# What kind of grinder can I get with this budget?



## CoffeeEnthusiast (Oct 5, 2015)

Good day everyone.

I'm new to brewing coffee and making espresso myself, currently I'm using a Hario Skerton hand grinder so far for filter coffees is fine. But when it comes to espresso Hario Skerton is definitely not a good grinder for it, and I am a very particular coffee drinker when it comes to espresso.

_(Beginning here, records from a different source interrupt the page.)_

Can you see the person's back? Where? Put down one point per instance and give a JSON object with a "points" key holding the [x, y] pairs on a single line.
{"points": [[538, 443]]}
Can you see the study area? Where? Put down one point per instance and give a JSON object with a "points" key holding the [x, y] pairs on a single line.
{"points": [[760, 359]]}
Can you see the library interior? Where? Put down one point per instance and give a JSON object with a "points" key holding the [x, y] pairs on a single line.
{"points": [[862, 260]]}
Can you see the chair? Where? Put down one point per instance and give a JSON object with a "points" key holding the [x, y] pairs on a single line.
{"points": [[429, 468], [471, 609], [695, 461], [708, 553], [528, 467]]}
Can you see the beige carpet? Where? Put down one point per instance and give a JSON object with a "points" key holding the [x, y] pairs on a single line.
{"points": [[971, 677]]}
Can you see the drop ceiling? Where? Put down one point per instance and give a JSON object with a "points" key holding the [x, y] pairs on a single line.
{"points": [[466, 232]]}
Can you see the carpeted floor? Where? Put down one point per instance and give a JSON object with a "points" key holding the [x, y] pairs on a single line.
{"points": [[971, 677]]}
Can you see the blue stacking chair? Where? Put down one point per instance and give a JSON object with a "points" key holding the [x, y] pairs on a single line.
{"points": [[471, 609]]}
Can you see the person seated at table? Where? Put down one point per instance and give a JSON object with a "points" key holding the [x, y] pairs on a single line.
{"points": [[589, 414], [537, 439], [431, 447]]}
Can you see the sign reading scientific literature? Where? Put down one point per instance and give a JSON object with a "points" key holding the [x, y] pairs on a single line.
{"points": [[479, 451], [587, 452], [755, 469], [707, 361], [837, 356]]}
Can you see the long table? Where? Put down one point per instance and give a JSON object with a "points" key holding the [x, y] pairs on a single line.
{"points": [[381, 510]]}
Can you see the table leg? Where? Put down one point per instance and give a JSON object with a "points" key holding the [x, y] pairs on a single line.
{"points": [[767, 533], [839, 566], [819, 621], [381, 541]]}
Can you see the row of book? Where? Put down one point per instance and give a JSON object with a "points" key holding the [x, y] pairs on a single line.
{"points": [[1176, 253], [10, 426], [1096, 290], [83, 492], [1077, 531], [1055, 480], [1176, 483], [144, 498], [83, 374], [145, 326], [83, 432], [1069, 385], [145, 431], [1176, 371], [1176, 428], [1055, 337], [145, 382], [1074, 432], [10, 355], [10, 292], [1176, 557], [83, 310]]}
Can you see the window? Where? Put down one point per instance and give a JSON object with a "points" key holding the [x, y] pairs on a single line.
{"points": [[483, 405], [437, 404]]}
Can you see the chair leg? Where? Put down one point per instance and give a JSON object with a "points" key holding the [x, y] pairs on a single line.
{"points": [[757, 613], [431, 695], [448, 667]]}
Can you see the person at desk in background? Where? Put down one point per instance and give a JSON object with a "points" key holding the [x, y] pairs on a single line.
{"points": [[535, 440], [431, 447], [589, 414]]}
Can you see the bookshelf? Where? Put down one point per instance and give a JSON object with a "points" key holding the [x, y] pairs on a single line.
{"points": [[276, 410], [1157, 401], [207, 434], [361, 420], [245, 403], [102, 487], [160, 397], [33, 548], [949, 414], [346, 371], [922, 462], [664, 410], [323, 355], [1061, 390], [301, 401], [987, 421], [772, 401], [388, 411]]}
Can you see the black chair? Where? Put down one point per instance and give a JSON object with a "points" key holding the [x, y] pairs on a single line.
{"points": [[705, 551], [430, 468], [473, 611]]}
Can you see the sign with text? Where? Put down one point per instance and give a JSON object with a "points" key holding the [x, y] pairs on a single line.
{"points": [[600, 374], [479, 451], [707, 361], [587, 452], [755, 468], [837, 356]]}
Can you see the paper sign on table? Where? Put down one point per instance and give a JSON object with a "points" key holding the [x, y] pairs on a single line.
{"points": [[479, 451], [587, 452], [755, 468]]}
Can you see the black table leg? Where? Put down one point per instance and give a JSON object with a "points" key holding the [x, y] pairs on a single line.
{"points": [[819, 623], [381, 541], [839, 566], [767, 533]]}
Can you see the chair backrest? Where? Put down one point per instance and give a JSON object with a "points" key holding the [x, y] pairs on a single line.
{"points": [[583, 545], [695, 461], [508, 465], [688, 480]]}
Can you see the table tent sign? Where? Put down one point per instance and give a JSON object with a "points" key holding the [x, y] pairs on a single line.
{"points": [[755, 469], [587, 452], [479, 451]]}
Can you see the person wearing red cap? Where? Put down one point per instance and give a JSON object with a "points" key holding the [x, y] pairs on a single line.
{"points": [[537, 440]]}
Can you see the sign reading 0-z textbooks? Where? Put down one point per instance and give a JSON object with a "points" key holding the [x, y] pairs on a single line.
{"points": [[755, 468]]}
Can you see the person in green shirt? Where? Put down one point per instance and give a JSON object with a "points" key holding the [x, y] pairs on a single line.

Therefore I plan to buy a good grinder.

These are the options I have

Baratza Vario

Rancillio Rocky

Breville BCG820 Smart Grinder Pro

And my budget is €600, I would like to get some opinion from anyone about the coffee grinders and is there any other option that I can look into as well?


----------



## coffeechap (Apr 5, 2012)

where are you based? what size are you prepared to go to?

that is a really healthy budget and one that will get you a much better grinder tan any of the ones you have mentioned, but you might need to go used to do it.

to list a few

Mazzer major

brassilia rr55 OD

mazzer royal

la cimbali magnum

eureka mdl


----------



## mremanxx (Dec 30, 2014)

I agree with Coffeechap, owned the Breville( sage in uk) good enough but only entry level, would be looking at a much better unit than on your list for that money.


----------



## PeterF (Aug 25, 2014)

Agreed


----------



## coffeebean (Jan 26, 2010)

I can do you a Macap M5 Auto (doser) grinder for £400 delivered (within UK - If you are outside UK I'll have to check on P&P!!) That's around 550 euros I think!

Andy


----------



## CoffeeEnthusiast (Oct 5, 2015)

What about a compak k8?

I'm actually from Malaysia, and the coffee machines here is overpriced. It is not because of the government/import taxes but the sellers are selling them at ridiculous price.

A Baratza Vario in Malaysia would cost about €560.


----------